Easy filing is the key to a good system. If you don’t file, you don’t have a system. Fortunately, it doesn’t get much faster than this:

When I make a new file, I ask “What is it?”. It works like this:

  • What is it? “Car Insurance Policy”
  • Put it in a folder named “Car Insurance Policy”

See? Easy. I don’t file it under “Insurance – Car” because I don’t think that way.

Then I take a plain manilla folder, label it with a black sharpie and stick the file in the front of my file drawer.

Done. New files are labeled with the most obvious thing and put in the front of the filing cabinet. Nothing ever goes into the back.

Retrieval

Since everything goes in the front, the drawer is in roughly chronological order. Let’s say I’m looking for some notes I took at a conference in Boston last month. I open my drawer start scanning the file titles. Since the conference was a month ago, I know I can skim the files I worked on last couple of weeks. Pretty soon, I’ll find the folder “Boston Conference”. I pull out the file and get the information I need.

Refiling

Refiling is exactly like filing. Put the file in the front of the filing cabinet. Nothing ever goes into the back. The “Boston Conference” folder is now in the front.

I don’t know about you, but I have one “Travel” folder for all my work-related trips. All my travel authorizations are in there, and all my vouchers are there. If I wanted to revise the voucher for the Boston trip, I’d flip back until I found the “Travel” folder, pull it out, update the file, and refile it in the front. Nothing ever goes into the back.

Purging

File systems need to be purged regularly. Especially active files. Projects close, stuff goes out of date, assignments change. I suggest going through the system once a month.

Start at the back. Ask yourself “Pitch, Archive, or Keep”.

Pitch: Get rid of it if you don’t need it. Get rid of it if you can find it on-line. Get rid of it if somebody else’s problem now. In that case, you might want to “gift” your file onto some other sucker… er, coworker.

Archive: Can you put it into inactive storage? I keep all income tax filings, but I don’t need to keep IRS forms from 2005 in my active files. You might have important projects you don’t want to throw out, but you don’t mind going down to the basement to find them. Get them out of your system. The Noguchi system calls these types of files “Holy files” in some sort of Shinto-inspired office-kami mysticalism; I just call them archives.

Keep: It’s okay to keep it. Even if you use it rarely. I have a file of “Management Directives” that gets updated and reviewed occasionally. When I need to refer to it, I figure it’s in the back half (unless I recall touching it recently).

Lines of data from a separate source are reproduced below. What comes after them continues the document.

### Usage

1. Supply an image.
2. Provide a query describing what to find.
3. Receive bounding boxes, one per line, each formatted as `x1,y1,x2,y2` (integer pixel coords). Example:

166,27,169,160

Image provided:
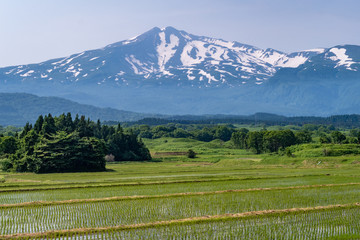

You might also find duplicate folders. That’s not a big deal when you’re going through your files monthly. You might have two “Phone Bill” folders. Use this time to marry them and put the combined folder in the front. Nothing ever goes into the back.

Keep the drawer no more than 3/4-ths full. If you can’t file new things, the system breaks down.

Always keep a supply of fresh (or recycled) folders nearby. If you can’t file new things, the system breaks down.

Implications

Eventually, the front is full of stuff you use all the time and the back is full of stuff you never use. Everything in the middle is in roughly chronological order.

Retrieval is faster because the file you often use is easy to find. The file you rarely use takes longer to find, but that’s okay, because you rarely use it.

The key folders I use all the time are usually within the first few inches of the cabinet.

This is one system where special folders are useful. My “Upcoming Travel” stays in a black nylon zippered folio. It’s immediately visible when I open the drawer and I just grab it and go when I travel. I use a clear blue sheet protector to hold all the “Phone Lists” I have. It seldom gets out of the first inch of the file drawer.

I do the same thing with my closet. Laundered clothes go in the left hand side. The stuff on the the right I never wear. That stuff gets thrown out when the closet gets full.